The people you turned into multi-millionaires were more than happy to help keep you in office all these years while the rest of us have been taken advantage of. Ordinary people funded the whole sordid mess with usurious interest rates and shockingly egregious fees and charges that created jobs and incomes for millions of ancillary company employees. The mutation sucked billions of dollars from people who thought they were supposed to own a home and did little more than lure them into paying more in interest than any other part of their budget.

Others have now lost whatever equity they may have had.

Now when the perpetrators of this scheme are whining you want our tax dollars to bail out the crooks you helped put in business? The chutzpah is staggeringly blatant.

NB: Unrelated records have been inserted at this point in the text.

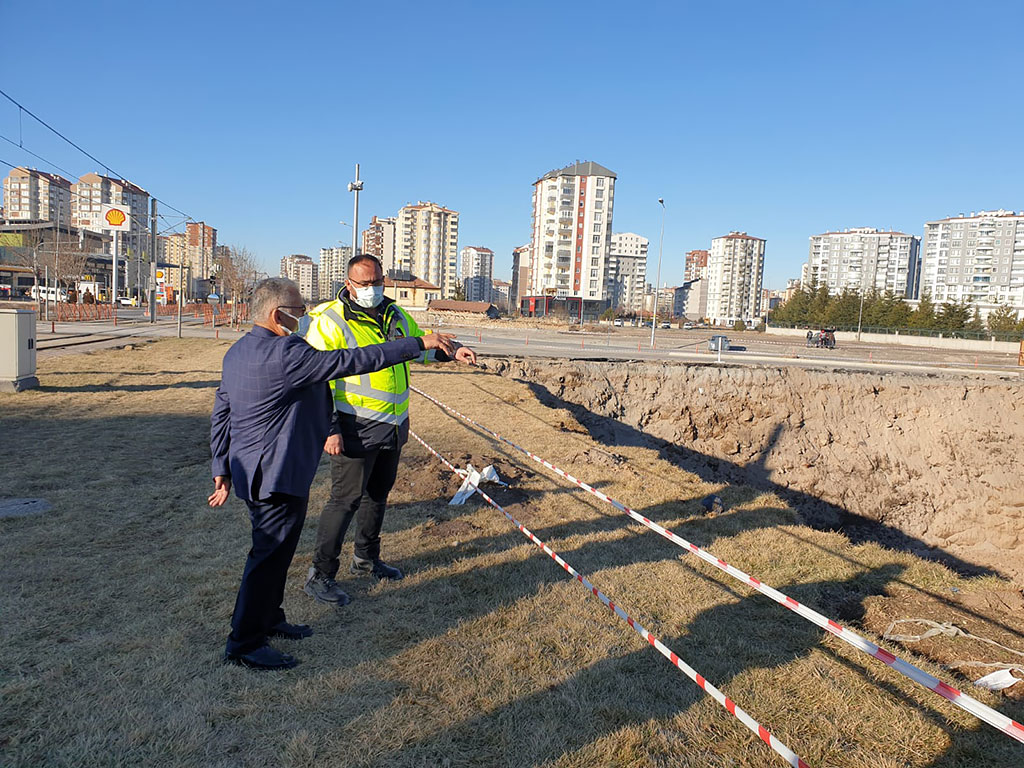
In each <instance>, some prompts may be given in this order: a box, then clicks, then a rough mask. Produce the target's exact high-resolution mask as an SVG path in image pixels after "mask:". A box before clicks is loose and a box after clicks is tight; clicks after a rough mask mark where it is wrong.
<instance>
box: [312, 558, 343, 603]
mask: <svg viewBox="0 0 1024 768" xmlns="http://www.w3.org/2000/svg"><path fill="white" fill-rule="evenodd" d="M302 591H303V592H305V593H306V594H307V595H309V597H311V598H313V599H314V600H316V601H317V602H322V603H332V604H333V605H348V603H349V602H351V600H350V599H349V597H348V595H346V594H345V593H344V592H343V591H342V589H341V587H339V586H338V583H337V582H336V581H334V579H332V578H331V577H326V575H324V574H323V573H321V572H319V571H318V570H316V568H315V567H311V568H309V575H308V578H307V579H306V585H305V586H304V587H303V588H302Z"/></svg>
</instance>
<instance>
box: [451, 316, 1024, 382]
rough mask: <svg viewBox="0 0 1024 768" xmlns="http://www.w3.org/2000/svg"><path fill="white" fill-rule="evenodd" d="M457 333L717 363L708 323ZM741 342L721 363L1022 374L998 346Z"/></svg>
mask: <svg viewBox="0 0 1024 768" xmlns="http://www.w3.org/2000/svg"><path fill="white" fill-rule="evenodd" d="M444 330H446V331H454V332H456V333H457V334H458V335H459V340H460V341H462V342H463V343H468V344H470V345H472V346H473V347H474V348H476V349H477V350H478V351H479V352H480V353H482V354H503V355H526V356H541V357H559V358H565V359H593V358H595V357H597V358H611V359H642V360H662V361H669V360H672V361H692V362H705V364H712V362H714V364H716V365H717V364H718V361H719V355H718V354H717V353H715V352H710V351H708V340H709V339H710V338H711V336H712V335H713V333H714V332H712V331H711V330H708V329H706V330H699V331H680V330H677V329H672V330H659V331H658V332H657V334H656V335H655V347H654V348H653V349H652V348H651V346H650V331H649V330H648V331H646V332H644V331H643V330H642V329H622V328H615V329H608V330H607V331H606V332H594V333H586V332H583V333H581V332H569V331H557V330H548V329H531V330H526V329H516V328H513V327H510V326H499V325H495V326H492V327H469V326H451V327H445V328H444ZM729 339H730V340H731V341H732V343H734V344H736V345H737V346H739V347H741V349H731V350H729V351H727V352H723V353H722V355H721V362H722V364H723V365H773V366H777V365H792V366H800V367H805V368H824V369H858V370H867V371H880V372H886V371H919V372H930V373H932V372H937V373H957V374H986V375H993V376H1002V377H1012V378H1021V373H1022V369H1020V368H1019V367H1018V366H1017V358H1016V355H1010V354H1005V353H998V352H987V353H986V352H977V353H976V352H967V351H956V350H943V349H931V348H928V347H908V346H899V347H895V346H891V345H883V344H869V343H866V342H841V344H840V346H839V347H838V348H837V349H831V350H829V349H814V348H808V347H807V346H805V345H804V343H803V340H802V339H799V338H795V337H787V336H770V335H765V334H754V333H742V334H734V333H733V334H729Z"/></svg>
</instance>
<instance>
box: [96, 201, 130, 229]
mask: <svg viewBox="0 0 1024 768" xmlns="http://www.w3.org/2000/svg"><path fill="white" fill-rule="evenodd" d="M103 228H104V229H115V230H117V231H122V232H126V231H129V230H130V229H131V217H130V216H129V210H128V208H126V207H123V206H103Z"/></svg>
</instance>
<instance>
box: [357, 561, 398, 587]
mask: <svg viewBox="0 0 1024 768" xmlns="http://www.w3.org/2000/svg"><path fill="white" fill-rule="evenodd" d="M348 572H349V573H354V574H355V575H372V577H373V578H374V579H376V580H378V581H381V580H384V579H388V580H390V581H392V582H397V581H398V580H399V579H402V578H403V577H402V572H401V571H400V570H398V568H396V567H394V566H393V565H388V564H387V563H386V562H384V561H383V560H380V559H378V560H364V559H362V558H361V557H353V558H352V564H351V566H349V568H348Z"/></svg>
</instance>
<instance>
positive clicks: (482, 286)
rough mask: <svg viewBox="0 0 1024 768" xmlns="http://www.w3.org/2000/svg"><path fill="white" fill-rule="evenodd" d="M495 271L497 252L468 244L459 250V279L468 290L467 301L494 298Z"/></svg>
mask: <svg viewBox="0 0 1024 768" xmlns="http://www.w3.org/2000/svg"><path fill="white" fill-rule="evenodd" d="M494 271H495V252H494V251H492V250H490V249H489V248H482V247H480V246H466V247H465V248H463V249H462V251H460V252H459V279H460V280H461V281H462V286H463V290H464V291H465V292H466V301H486V302H490V301H493V300H494V298H493V296H492V281H493V280H494Z"/></svg>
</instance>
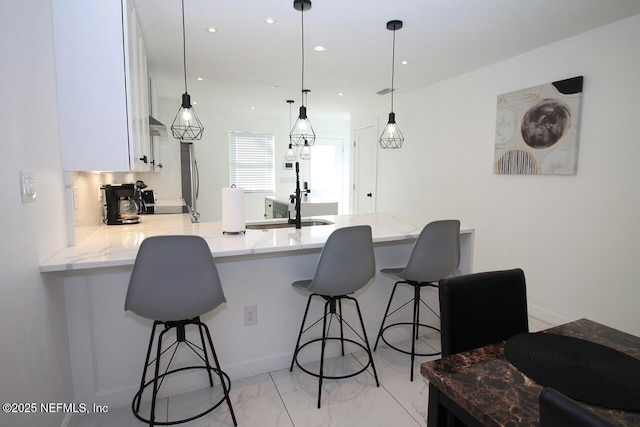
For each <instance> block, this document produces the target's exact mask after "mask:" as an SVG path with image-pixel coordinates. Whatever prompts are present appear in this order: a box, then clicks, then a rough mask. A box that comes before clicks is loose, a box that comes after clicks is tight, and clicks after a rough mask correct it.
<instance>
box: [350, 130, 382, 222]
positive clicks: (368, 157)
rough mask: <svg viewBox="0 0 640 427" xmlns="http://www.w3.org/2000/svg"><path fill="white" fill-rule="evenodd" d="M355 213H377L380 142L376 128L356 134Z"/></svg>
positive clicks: (363, 131)
mask: <svg viewBox="0 0 640 427" xmlns="http://www.w3.org/2000/svg"><path fill="white" fill-rule="evenodd" d="M353 146H354V184H353V202H354V213H357V214H365V213H375V212H376V187H377V175H378V174H377V170H378V141H377V135H376V127H375V126H366V127H362V128H358V129H356V130H355V132H354V142H353Z"/></svg>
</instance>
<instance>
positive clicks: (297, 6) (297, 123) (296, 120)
mask: <svg viewBox="0 0 640 427" xmlns="http://www.w3.org/2000/svg"><path fill="white" fill-rule="evenodd" d="M293 8H294V9H295V10H299V11H300V16H301V19H302V88H301V89H302V105H300V114H299V115H298V119H297V120H296V122H295V124H294V125H293V128H291V132H289V141H291V144H292V145H293V146H295V147H301V146H304V144H305V142H306V143H307V145H309V146H311V145H313V143H314V142H315V140H316V134H315V132H314V131H313V128H312V127H311V123H309V118H308V117H307V107H305V106H304V104H305V99H304V97H305V94H306V93H307V92H309V91H308V90H305V88H304V11H305V10H309V9H311V0H294V1H293Z"/></svg>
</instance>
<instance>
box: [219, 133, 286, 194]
mask: <svg viewBox="0 0 640 427" xmlns="http://www.w3.org/2000/svg"><path fill="white" fill-rule="evenodd" d="M274 144H275V143H274V137H273V134H270V133H253V132H229V184H230V185H233V184H235V185H236V187H242V188H244V191H245V192H247V193H274V192H275V186H276V180H275V164H274Z"/></svg>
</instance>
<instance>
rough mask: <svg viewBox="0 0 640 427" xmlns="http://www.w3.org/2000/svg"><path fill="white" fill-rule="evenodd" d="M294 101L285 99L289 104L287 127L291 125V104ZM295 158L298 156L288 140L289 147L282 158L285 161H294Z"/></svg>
mask: <svg viewBox="0 0 640 427" xmlns="http://www.w3.org/2000/svg"><path fill="white" fill-rule="evenodd" d="M294 102H295V101H294V100H293V99H287V104H289V127H291V104H293V103H294ZM297 158H298V155H297V154H296V153H295V151H293V147H292V146H291V142H289V148H288V149H287V152H286V153H285V155H284V159H285V160H286V161H287V162H295V161H296V159H297Z"/></svg>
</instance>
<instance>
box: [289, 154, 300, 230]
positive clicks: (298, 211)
mask: <svg viewBox="0 0 640 427" xmlns="http://www.w3.org/2000/svg"><path fill="white" fill-rule="evenodd" d="M291 198H292V199H293V200H290V201H292V202H293V203H295V211H296V218H295V219H291V211H289V221H288V222H289V224H295V225H296V229H298V230H299V229H301V228H302V218H301V217H300V162H298V161H296V194H295V195H292V196H291Z"/></svg>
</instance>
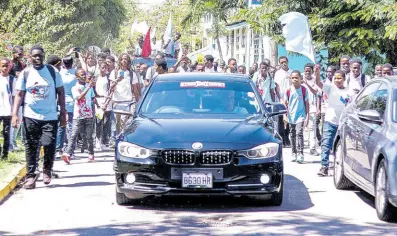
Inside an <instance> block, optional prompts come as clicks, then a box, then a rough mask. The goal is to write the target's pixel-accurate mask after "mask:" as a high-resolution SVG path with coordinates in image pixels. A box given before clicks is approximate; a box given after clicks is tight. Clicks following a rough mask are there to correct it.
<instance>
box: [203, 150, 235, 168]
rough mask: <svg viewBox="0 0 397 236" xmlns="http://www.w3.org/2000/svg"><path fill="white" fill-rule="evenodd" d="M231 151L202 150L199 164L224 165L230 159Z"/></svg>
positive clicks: (227, 161) (230, 158) (231, 151)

It isn’t and never really was about the “American dream of home ownership.” It was the largest debt-creation and wealth-transfer scheme in the history of the world, and it naturally attracted those who knew how to take even further advantage and used their influence to keep the game going.

Now your creation has been exposed for what it really is and everyone who has anything to do with it is going to be running for cover and pointing fingers. That is if they’re still in the country.

And when the smoke clears and everybody who was on the inside breathes a sigh of relief that the Justice Department decided yet again to look the other way for 99.999% of the perpetrators, the lobbyists will take their checks and their marching orders and will go forth. The game will begin yet again.

Unless we all wake up and toss your sorry asses into the dustbin of political history.

The Honorable Judge Roy Bean

Wednesday, July 09, 2008

The way it is...

If you want to see the true nature of the Squaliformes, here’s another smoking gun:

From SEC investigations into the rating agencies, an email has surfaced that pretty much sums up the whole sordid sub-prime origination, securitization, rating and servicing mess - an email from an employee found in an agency's CDO group quoted his manager as saying that the rating agencies continue to create an "even bigger monster — the CDO market. Let's hope we are all wealthy and retired by the time this house of cards falters."